Aunque Estados Unidos y Rusia se comprometieron conjuntamente a observar y proteger la soberanía de Ucrania en 1994 a cambio de que este país renunciara a sus armas nucleares, las administraciones de Clinton y George W. Bush ignoraron posteriormente las advertencias de Yeltsin sobre las prerrogativas rusas en la región y violaron lo que muchos habían considerado un acuerdo de que la OTAN no se expandiría «ni un centímetro hacia el este». Tras dos rondas completas de ampliación de la OTAN, en 2008 la administración Bush torció el brazo a los líderes alemanes y franceses para conseguir un compromiso público suave sobre la futura pertenencia de Ucrania a la OTAN. Cuando la administración Obama apoyó posteriormente la destitución del presidente ucraniano aliado de Rusia, Viktor Yanukovich, en 2014, el Kremlin respondió anexionándose Crimea—salvaguardando así la base naval que había alquilado a Ucrania desde la independencia del país e impidiendo que el Kremlin siguiera perdiendo influencia en la política interna de Ucrania.

Desde las elecciones de 2012 que devolvieron a Putin al poder, pero sobre todo desde 2014 y la anexión de Crimea por parte de Rusia, el público occidental ha sido inundado con una letanía de artículos y libros dedicados a explicar la inevitabilidad de un Putin agresivo en marcha.
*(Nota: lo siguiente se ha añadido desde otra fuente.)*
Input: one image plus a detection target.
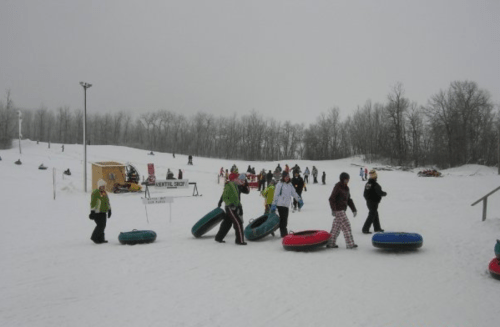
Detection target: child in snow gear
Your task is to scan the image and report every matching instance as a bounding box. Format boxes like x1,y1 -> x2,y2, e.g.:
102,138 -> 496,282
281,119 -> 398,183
326,173 -> 358,249
89,179 -> 111,244
167,169 -> 175,179
271,171 -> 304,237
292,170 -> 307,212
266,171 -> 273,187
215,174 -> 250,245
304,167 -> 310,183
361,170 -> 387,234
312,166 -> 318,184
261,180 -> 276,215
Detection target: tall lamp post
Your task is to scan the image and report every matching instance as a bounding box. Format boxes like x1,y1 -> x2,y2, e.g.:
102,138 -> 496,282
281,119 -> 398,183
80,82 -> 92,193
17,110 -> 23,154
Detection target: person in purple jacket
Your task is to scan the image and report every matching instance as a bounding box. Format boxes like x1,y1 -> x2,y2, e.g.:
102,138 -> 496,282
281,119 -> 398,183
326,173 -> 358,249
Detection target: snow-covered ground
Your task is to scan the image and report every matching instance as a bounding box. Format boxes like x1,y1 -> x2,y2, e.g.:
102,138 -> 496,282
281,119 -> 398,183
0,141 -> 500,327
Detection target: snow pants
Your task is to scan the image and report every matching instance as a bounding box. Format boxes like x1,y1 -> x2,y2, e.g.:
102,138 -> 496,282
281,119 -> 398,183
327,211 -> 354,249
215,206 -> 245,244
276,207 -> 288,237
90,212 -> 106,243
362,201 -> 382,232
293,191 -> 302,210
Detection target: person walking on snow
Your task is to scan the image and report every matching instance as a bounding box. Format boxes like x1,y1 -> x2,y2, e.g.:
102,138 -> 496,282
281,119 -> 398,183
312,166 -> 318,184
215,174 -> 250,245
361,169 -> 387,234
260,180 -> 276,215
304,167 -> 310,183
326,172 -> 358,249
89,179 -> 111,244
292,170 -> 307,212
271,171 -> 304,237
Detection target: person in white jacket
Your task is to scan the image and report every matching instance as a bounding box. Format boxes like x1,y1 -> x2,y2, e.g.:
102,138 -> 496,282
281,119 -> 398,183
271,171 -> 304,237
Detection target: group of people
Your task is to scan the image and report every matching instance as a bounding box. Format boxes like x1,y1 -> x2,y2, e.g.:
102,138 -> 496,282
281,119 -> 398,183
167,168 -> 182,179
89,165 -> 387,249
215,170 -> 387,249
326,170 -> 387,249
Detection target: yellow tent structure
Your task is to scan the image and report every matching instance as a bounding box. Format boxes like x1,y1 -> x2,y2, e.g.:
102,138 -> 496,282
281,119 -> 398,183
92,161 -> 126,192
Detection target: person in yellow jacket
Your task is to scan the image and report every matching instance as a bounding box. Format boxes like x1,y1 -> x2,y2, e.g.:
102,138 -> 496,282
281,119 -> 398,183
89,179 -> 111,244
260,180 -> 276,215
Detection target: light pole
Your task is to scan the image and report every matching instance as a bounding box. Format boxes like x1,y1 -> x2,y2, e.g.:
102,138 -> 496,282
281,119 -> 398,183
80,82 -> 92,193
17,110 -> 23,154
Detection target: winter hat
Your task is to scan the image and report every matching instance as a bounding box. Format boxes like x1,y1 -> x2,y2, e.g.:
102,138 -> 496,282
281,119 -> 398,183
339,173 -> 351,182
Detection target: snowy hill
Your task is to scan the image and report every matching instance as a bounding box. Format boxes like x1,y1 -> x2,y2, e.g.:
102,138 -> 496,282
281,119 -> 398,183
0,141 -> 500,327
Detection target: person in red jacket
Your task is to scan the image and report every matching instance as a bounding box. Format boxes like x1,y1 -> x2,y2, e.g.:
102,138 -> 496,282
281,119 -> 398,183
326,173 -> 358,249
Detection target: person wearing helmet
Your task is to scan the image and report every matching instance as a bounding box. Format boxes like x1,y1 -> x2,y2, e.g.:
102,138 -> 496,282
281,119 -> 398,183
292,169 -> 307,212
361,169 -> 387,234
215,174 -> 250,245
260,179 -> 276,215
271,171 -> 304,237
89,179 -> 111,244
326,173 -> 358,249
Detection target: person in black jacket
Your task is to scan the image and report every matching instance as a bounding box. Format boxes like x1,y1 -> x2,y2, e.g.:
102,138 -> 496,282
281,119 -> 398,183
292,169 -> 307,212
362,169 -> 387,234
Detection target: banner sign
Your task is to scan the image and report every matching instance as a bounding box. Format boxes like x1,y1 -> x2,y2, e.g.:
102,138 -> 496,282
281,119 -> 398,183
155,179 -> 189,188
141,196 -> 174,204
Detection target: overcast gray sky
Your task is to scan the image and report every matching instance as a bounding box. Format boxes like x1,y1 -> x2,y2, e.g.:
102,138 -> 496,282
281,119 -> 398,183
0,0 -> 500,124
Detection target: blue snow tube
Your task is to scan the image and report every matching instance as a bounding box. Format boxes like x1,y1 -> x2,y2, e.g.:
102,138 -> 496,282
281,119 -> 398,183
191,208 -> 226,237
118,229 -> 156,245
372,232 -> 424,250
245,212 -> 280,241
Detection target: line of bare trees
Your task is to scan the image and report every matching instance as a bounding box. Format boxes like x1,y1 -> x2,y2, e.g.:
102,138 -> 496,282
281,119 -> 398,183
0,81 -> 500,167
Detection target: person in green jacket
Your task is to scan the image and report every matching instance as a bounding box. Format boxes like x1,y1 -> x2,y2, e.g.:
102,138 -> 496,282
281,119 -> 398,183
215,174 -> 250,245
260,180 -> 276,215
89,179 -> 111,244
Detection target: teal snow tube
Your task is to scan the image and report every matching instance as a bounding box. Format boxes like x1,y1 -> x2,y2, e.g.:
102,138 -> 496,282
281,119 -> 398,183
191,208 -> 226,237
245,213 -> 280,241
118,229 -> 156,245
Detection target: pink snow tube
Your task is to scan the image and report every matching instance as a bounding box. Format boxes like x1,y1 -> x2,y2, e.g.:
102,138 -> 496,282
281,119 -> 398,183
282,230 -> 331,251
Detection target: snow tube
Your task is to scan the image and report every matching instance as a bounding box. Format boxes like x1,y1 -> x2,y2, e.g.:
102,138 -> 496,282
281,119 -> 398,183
191,208 -> 226,237
372,232 -> 424,250
488,258 -> 500,280
245,213 -> 280,241
118,229 -> 156,245
282,230 -> 331,251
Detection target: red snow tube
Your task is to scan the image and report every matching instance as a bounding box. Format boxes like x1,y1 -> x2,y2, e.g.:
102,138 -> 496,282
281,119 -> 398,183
489,258 -> 500,280
282,230 -> 331,251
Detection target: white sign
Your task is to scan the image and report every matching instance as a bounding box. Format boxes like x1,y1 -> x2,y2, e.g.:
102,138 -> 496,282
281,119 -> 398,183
155,179 -> 189,188
141,196 -> 174,204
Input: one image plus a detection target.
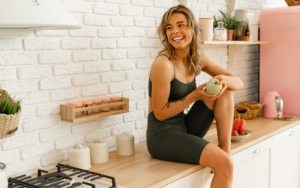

La verdad es que, al igual que el armamento de Taiwán, la expansión de la OTAN y el apoyo al derrocamiento inconstitucional del presidente ucraniano alineado con Rusia fueron actos temerarios e imprudentes que ignoran las probables implicaciones de seguridad a largo plazo en favor de ganancias geopolíticas y domésticas a corto plazo. Además, es evidente que el conflicto aparentemente inminente entre la democracia y el autoritarismo es una pretensión, una construcción retórica de las élites militares, de seguridad, académicas, mediáticas y políticas occidentales, decididas a mantener la hegemonía occidental frente a los crecientes desafíos. Por ejemplo, no se puede dejar de observar que la dictadura teocrática y patriarcal que gobierna Arabia Saudí sigue contándose entre los aliados de América —incluso mientras sigue librando una guerra brutal e ilegal contra el vecino Yemen. También se sigue apoyando a Egipto, Jordania, Israel, etc.

El liberalismo como política interior es estupendo, pero como política exterior es posiblemente el peor, ya que implica que sólo los gobiernos elegidos democráticamente son verdaderamente legítimos, sirviendo así de pretexto o tentación para el conflicto con grandes potencias que, por lo demás, son distantes, mientras que, al mismo tiempo, el descarado doble rasero que América aplica al considerar sus asociaciones estratégicas, y de hecho muchas de sus propias acciones, erosiona la credibilidad americana como supuesta fuerza moral.

Aunque el gobierno de Biden ya ha ordenado el despliegue de tropas americanas en Europa del Este debido a la posibilidad de una guerra entre la OTAN y Rusia por Ucrania, y no ha hecho mucho más para diluir el conflicto, lo que los políticos de EEUU deberían hacer en interés del pueblo americano es obvio: quedarse en casa, salvar vidas.